Difference Between Hashing And Encryption Decoded

The terms hashing and encryption are commonly used in the world of data security. The main purpose of these techniques is to change the raw data into a different format to secure information. However, there is a substantial difference between hashing and encryption.

Hashing is done using a hash function and its objective is to ensure data or file integrity. On the other hand, encryption uses keys to make sure of data confidentiality. Read ahead to find the major differences between hashing and encryption, their similarities as well as their types and characteristics.

What is the difference between hashing and encryption?

Hashing and encryption are both cryptographic techniques used to secure data, but they serve different purposes and have distinct characteristics. The major differences between hashing and encryption can be summarized as follows

Hashing vs Encryption

Thus, the key difference between hashing and encryption is that hash codes cannot be decrypted to obtain the original text or file, whereas the encryption process can be decrypted.

Let’s study the difference between hashing and encryption in detail:

1. Purpose: The primary purpose of hashing is data integrity and verification. It takes input data and produces a fixed-size output called a hash value or hash code. In contrast, encryption is used to protect the confidentiality of data by transforming it into an unreadable format.

2. Reversibility: Hashing is a one-way process, meaning that it is not possible to retrieve the original input data from the hash value. It is designed to be irreversible to ensure data integrity. On the other hand, encryption is a reversible process, allowing the encrypted data to be decrypted back to its original form using a decryption key.

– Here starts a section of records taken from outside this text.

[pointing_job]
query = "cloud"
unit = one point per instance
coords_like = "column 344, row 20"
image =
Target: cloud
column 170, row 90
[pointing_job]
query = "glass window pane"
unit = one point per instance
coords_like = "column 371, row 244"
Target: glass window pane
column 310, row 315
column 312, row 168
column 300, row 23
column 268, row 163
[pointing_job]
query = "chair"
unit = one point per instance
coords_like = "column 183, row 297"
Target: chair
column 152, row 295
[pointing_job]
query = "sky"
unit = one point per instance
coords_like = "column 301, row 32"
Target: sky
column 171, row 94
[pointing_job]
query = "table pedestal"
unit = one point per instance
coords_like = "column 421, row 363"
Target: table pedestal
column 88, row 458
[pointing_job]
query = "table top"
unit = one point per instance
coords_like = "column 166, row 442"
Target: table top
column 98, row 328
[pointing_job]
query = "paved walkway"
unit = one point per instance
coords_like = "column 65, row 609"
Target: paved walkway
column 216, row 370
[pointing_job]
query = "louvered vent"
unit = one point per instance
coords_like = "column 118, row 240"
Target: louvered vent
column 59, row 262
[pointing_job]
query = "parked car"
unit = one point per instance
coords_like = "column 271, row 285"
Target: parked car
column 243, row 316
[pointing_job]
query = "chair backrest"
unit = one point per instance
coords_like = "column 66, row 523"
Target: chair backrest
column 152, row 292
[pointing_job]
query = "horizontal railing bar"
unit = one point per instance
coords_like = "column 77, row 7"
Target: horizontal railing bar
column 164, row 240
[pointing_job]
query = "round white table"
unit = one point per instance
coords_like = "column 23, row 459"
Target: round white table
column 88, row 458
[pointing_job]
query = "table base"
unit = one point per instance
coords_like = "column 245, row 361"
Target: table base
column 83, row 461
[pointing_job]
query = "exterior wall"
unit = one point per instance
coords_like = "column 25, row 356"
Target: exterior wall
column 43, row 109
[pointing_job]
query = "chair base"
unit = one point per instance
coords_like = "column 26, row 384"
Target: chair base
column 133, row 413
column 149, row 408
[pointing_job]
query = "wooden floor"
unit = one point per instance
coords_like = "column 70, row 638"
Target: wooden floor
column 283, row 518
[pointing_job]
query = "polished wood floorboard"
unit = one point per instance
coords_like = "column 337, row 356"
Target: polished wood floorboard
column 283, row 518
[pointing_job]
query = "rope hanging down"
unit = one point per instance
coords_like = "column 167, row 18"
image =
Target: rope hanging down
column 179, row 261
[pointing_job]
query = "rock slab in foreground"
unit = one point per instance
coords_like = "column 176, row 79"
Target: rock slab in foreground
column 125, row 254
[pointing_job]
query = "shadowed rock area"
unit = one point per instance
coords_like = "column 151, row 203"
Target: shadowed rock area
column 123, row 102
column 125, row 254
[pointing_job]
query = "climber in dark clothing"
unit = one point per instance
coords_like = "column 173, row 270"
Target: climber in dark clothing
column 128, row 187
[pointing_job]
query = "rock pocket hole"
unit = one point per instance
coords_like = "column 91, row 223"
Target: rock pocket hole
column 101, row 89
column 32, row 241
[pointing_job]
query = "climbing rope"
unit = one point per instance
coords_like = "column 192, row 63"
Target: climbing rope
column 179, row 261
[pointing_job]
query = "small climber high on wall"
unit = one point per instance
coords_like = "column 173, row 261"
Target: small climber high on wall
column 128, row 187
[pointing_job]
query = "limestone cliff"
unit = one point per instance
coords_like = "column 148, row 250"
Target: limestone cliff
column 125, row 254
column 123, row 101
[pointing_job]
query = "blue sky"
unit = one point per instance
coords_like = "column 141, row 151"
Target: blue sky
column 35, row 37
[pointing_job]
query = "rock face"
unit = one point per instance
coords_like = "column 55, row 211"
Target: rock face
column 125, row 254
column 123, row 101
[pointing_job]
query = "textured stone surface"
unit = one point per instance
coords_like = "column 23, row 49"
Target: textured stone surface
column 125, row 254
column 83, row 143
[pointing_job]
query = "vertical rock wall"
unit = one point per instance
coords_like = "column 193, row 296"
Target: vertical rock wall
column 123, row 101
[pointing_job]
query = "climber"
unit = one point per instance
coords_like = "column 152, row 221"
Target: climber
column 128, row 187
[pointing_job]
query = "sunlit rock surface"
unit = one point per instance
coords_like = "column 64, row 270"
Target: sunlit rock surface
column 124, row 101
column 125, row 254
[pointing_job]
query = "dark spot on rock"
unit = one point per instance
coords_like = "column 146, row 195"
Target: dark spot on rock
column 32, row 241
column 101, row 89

3. Length of Output: Hash functions produce a fixed-length output, regardless of the size of the input data. For example, the SHA-256 hash function always produces a 256-bit hash value. In contrast, encryption algorithms typically produce an output that is the same length as the input data. For instance, encrypting a 1 KB file would result in an encrypted file of approximately 1 KB.

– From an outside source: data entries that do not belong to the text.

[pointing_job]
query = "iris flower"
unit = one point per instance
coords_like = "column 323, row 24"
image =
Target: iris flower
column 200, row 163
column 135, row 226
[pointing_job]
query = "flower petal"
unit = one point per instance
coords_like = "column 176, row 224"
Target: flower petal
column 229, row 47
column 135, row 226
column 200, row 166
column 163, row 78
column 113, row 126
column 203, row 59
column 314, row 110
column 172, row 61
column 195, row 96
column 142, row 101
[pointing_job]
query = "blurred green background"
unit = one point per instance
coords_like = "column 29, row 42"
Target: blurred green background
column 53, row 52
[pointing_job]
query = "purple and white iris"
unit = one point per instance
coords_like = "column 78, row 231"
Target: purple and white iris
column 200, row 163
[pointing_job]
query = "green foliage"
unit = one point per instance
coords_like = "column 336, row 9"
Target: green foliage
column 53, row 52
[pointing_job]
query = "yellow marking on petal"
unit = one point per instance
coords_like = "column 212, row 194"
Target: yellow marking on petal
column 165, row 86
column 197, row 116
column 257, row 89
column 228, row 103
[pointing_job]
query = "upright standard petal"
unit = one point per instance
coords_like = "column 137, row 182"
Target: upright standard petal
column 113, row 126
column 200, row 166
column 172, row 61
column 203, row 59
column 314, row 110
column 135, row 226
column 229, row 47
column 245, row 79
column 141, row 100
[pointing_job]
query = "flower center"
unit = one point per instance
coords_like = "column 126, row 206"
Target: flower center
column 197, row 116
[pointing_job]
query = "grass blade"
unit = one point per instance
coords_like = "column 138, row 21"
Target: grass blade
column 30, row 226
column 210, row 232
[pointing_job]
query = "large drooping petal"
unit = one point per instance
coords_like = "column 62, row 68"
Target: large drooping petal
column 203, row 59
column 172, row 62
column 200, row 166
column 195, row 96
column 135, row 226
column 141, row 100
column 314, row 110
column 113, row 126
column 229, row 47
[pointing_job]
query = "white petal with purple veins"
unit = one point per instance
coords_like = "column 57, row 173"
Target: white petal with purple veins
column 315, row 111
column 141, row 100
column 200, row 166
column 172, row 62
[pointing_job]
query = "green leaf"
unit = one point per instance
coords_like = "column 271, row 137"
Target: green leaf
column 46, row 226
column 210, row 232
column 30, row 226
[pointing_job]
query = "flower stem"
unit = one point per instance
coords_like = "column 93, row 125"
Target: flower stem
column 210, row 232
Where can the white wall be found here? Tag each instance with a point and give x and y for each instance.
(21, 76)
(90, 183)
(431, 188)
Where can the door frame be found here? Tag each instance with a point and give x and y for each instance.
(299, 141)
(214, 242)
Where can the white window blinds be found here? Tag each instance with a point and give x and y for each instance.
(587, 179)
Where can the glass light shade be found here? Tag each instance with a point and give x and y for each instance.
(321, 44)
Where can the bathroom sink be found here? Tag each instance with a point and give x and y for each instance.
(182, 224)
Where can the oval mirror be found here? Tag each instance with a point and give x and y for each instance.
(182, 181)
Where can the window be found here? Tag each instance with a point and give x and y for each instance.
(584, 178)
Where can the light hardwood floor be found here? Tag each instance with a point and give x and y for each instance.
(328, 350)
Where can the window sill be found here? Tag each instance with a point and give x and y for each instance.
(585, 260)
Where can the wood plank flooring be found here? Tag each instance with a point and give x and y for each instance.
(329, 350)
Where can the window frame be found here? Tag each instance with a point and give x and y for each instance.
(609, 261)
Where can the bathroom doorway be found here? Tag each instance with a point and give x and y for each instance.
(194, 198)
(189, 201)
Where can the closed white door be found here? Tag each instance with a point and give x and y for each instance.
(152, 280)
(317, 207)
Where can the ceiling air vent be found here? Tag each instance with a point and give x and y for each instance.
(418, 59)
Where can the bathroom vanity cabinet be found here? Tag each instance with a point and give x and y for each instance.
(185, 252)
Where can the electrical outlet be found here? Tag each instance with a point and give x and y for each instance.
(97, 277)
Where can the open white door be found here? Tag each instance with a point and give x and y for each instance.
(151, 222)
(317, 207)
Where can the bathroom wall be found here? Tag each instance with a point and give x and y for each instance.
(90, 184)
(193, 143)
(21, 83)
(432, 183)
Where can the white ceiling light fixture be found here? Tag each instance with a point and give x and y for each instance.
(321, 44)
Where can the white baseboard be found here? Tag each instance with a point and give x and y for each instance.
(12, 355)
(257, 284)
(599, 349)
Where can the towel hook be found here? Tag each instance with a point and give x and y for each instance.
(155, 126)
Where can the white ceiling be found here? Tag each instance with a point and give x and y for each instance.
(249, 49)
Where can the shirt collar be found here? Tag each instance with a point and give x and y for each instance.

4. Collision Possibility: Hash functions can have collisions, which occur when different input data produces the same hash value. However, a good hash function minimizes the chances of collisions. Encryption algorithms, on the other hand, aim to avoid collisions altogether, as it would compromise the security of the encrypted data.

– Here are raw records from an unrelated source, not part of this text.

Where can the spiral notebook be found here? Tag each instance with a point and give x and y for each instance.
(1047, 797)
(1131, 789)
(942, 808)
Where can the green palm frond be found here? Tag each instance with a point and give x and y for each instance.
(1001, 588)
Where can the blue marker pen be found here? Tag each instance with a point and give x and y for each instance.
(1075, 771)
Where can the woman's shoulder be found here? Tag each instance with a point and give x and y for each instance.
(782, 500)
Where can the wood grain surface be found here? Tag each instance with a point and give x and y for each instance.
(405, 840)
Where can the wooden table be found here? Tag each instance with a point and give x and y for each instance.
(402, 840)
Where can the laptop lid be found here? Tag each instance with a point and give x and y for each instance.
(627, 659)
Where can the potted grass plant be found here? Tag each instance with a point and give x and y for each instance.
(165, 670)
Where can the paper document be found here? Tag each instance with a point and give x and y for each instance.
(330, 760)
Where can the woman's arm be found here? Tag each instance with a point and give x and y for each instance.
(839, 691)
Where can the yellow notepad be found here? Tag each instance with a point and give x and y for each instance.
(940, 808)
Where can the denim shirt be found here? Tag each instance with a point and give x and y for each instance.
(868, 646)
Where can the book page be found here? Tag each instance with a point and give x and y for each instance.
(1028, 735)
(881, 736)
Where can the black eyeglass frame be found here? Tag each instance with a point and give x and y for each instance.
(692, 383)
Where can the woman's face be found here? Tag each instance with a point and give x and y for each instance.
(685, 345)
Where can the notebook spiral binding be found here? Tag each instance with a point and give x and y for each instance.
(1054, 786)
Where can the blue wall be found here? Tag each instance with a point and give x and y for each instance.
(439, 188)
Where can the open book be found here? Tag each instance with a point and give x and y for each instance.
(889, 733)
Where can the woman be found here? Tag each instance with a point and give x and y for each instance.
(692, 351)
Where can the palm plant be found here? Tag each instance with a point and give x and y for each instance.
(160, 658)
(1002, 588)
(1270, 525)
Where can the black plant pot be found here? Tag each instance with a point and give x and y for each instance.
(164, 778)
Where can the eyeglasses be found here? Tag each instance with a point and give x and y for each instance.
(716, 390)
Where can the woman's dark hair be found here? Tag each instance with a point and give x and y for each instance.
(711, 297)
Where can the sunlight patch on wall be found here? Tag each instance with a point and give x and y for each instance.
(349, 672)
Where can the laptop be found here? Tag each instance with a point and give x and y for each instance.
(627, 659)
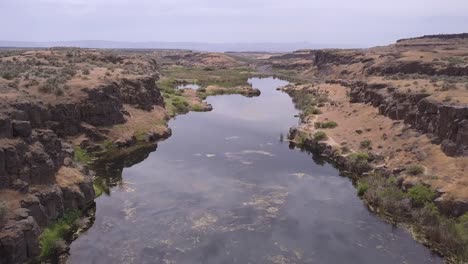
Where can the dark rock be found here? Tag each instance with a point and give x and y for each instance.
(6, 129)
(21, 128)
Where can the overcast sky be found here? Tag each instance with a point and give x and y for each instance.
(344, 22)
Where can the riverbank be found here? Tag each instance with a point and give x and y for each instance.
(394, 180)
(63, 110)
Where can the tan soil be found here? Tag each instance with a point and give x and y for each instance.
(403, 146)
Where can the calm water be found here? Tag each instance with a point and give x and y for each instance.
(224, 189)
(189, 86)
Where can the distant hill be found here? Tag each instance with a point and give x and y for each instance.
(439, 36)
(215, 47)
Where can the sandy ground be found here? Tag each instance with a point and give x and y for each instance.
(398, 143)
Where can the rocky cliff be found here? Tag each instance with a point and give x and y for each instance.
(39, 180)
(446, 122)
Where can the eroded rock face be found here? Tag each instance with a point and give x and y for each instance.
(141, 92)
(416, 67)
(449, 122)
(32, 152)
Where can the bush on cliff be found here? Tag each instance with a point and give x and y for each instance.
(57, 232)
(421, 195)
(359, 162)
(415, 169)
(362, 187)
(325, 125)
(3, 212)
(365, 144)
(320, 136)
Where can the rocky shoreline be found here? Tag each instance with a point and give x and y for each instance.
(38, 165)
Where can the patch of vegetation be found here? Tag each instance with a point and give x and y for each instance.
(3, 212)
(197, 108)
(311, 110)
(81, 155)
(320, 136)
(180, 104)
(325, 125)
(415, 169)
(365, 143)
(421, 195)
(362, 187)
(203, 93)
(359, 162)
(300, 138)
(228, 77)
(98, 191)
(345, 149)
(58, 231)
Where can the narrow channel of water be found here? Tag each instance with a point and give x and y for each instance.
(225, 189)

Note: Collision in computer science is when two pieces of data in a hash table share the same hash value. So, the same slot might be allocated to 2 different keys.

Examples:

• Hashing: The MD5 hash function is commonly used to verify the integrity of files. For example, when downloading a large file, the MD5 hash value provided by the source can be compared with the calculated MD5 hash value of the downloaded file to ensure that it has not been tampered with during transmission.

• Encryption: The Advanced Encryption Standard (AES) is widely used to encrypt sensitive data, such as passwords or credit card information. For example, when transmitting credit card information over the internet, the data can be encrypted using AES before being sent. The recipient, who possesses the decryption key, can then decrypt the data and retrieve the original credit card information. This ensures that the sensitive information remains confidential and secure during transmission.

Let’s understand more about hashing and encryption and know how they are different from each other, as well as the similarities between the two.

Hashing vs Encryption: Similarities

The difference between hashing and encryption is clear but since both are cryptographic techniques commonly used to protect data, there are some similarities between them as well.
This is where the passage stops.